Princeton won six AIAW championships in swimming, including four individual ones by Cathy Corcione. One of TigerBlog's favorite Princeton stories is how six swimmers from Princeton went to the 1973 AIAW national meet and ended up finishing third in the country, helped along by Corcione's two individual wins and her leg on the winning 200 free relay team, along with teammates Jane Fremon, Barb Franks, and Carol Brown. All three of Princeton's champs set national records at that meet.

Corcione won two more events the following year, taking both the 100 IM and 200 IM. The most recent Princeton national championship in women's swimming came in the 1982 AIAW meet - the last one - when Diana Caskey, Ann Heusner, Liz Richardson and Betsy Lind won the 800 free relay.

Some sports still don't compete for NCAA titles, such as squash and men's rowing. Others won national titles in sports before there was an NCAA to award them, or before there was an NCAA tournament to crown the championship.

Men's lacrosse, for instance, has won 12 national championships. Of the 12, two were before the formation of the NCAA (which was in 1906) and four others were when the national champion was voted on. The remaining six were by virtue of winning the actual NCAA tournament.

Anyway, here's the list, sport by sport. Where you see a "x/y," that is "team/individual champions."

And if Julia's was No. 200, that's even cooler.

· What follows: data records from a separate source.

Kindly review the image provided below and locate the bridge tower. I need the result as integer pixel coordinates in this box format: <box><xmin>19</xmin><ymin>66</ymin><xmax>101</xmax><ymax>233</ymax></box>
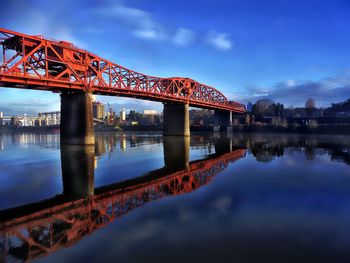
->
<box><xmin>60</xmin><ymin>91</ymin><xmax>95</xmax><ymax>145</ymax></box>
<box><xmin>215</xmin><ymin>110</ymin><xmax>232</xmax><ymax>132</ymax></box>
<box><xmin>163</xmin><ymin>102</ymin><xmax>190</xmax><ymax>136</ymax></box>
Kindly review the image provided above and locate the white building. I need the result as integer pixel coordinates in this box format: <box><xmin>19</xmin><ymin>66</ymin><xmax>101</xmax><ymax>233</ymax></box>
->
<box><xmin>143</xmin><ymin>110</ymin><xmax>158</xmax><ymax>115</ymax></box>
<box><xmin>120</xmin><ymin>108</ymin><xmax>126</xmax><ymax>121</ymax></box>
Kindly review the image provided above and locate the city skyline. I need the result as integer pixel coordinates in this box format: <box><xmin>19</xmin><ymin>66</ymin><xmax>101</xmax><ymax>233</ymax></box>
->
<box><xmin>0</xmin><ymin>0</ymin><xmax>350</xmax><ymax>114</ymax></box>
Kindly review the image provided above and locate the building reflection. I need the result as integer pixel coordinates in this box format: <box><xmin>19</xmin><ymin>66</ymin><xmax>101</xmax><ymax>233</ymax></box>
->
<box><xmin>0</xmin><ymin>135</ymin><xmax>245</xmax><ymax>262</ymax></box>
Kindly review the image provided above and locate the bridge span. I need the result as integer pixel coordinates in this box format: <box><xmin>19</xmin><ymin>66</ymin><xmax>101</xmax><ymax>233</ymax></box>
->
<box><xmin>0</xmin><ymin>29</ymin><xmax>246</xmax><ymax>144</ymax></box>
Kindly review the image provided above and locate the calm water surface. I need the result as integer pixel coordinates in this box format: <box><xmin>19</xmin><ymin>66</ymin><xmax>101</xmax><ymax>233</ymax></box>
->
<box><xmin>0</xmin><ymin>133</ymin><xmax>350</xmax><ymax>262</ymax></box>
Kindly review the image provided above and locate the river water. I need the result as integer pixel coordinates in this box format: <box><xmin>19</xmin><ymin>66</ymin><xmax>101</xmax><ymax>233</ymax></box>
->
<box><xmin>0</xmin><ymin>132</ymin><xmax>350</xmax><ymax>262</ymax></box>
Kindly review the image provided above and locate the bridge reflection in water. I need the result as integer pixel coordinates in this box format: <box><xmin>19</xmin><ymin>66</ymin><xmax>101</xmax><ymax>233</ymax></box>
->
<box><xmin>0</xmin><ymin>137</ymin><xmax>245</xmax><ymax>261</ymax></box>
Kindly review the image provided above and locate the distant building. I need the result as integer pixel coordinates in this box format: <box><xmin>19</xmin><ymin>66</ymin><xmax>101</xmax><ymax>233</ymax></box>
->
<box><xmin>92</xmin><ymin>102</ymin><xmax>105</xmax><ymax>120</ymax></box>
<box><xmin>107</xmin><ymin>108</ymin><xmax>116</xmax><ymax>125</ymax></box>
<box><xmin>38</xmin><ymin>111</ymin><xmax>61</xmax><ymax>126</ymax></box>
<box><xmin>120</xmin><ymin>109</ymin><xmax>126</xmax><ymax>121</ymax></box>
<box><xmin>143</xmin><ymin>110</ymin><xmax>158</xmax><ymax>115</ymax></box>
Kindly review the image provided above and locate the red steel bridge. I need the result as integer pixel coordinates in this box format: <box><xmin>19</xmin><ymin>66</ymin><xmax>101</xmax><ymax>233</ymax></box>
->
<box><xmin>0</xmin><ymin>149</ymin><xmax>245</xmax><ymax>262</ymax></box>
<box><xmin>0</xmin><ymin>29</ymin><xmax>246</xmax><ymax>113</ymax></box>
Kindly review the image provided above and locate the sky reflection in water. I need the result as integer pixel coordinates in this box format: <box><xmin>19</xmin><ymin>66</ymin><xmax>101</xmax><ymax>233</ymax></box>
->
<box><xmin>0</xmin><ymin>133</ymin><xmax>350</xmax><ymax>262</ymax></box>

If Princeton won the two hockey championships, by the way, then the 200th would have Eliza Stone's individual fencing championship in 2013.

Football – 28
Women’s squash – 26 (17/9)
Men’s squash – 24 (10/14)
Men’s swimming and diving – 22 (0/22)
Mens’ golf – 19 (12/7)
Fencing – 14 (2/12)
Men’s lax – 12
Men’s tennis – 10 (0/10)
Women’s open rowing - 10
Men’s lightweight rowing - 8
Men’s track and field – 7 (0/7)
Women’s swimming and diving – 6 (0/6)
Women’s lightweight rowing – 5
Women’s lax – 3
Men’s heavyweight rowing – 3
Wrestling – 1 (0/1)
Field Hockey – 1
Women’s Track and Field – 1 (0/1)

1 comment:

Tad La Fountain '72 said...

In addition to this list, there are at least eight additional national championships won by the Princeton sailing team under the aegis of the Inter-Collegiate Sailing Association (a national entity with over 200 member schools that supports racing around the country - sort of like the IRA, except that the people in the boats actually look where they're going): the National Dinghy champions in 1940, 1941 and 1963, the Women's National champions in 1974-1977 and the National Single-Handed champion in 1967.

A club sport at Princeton, sailing has been a varsity sport at Harvard, Yale and Dartmouth for several years with recent results reflecting the obvious effects.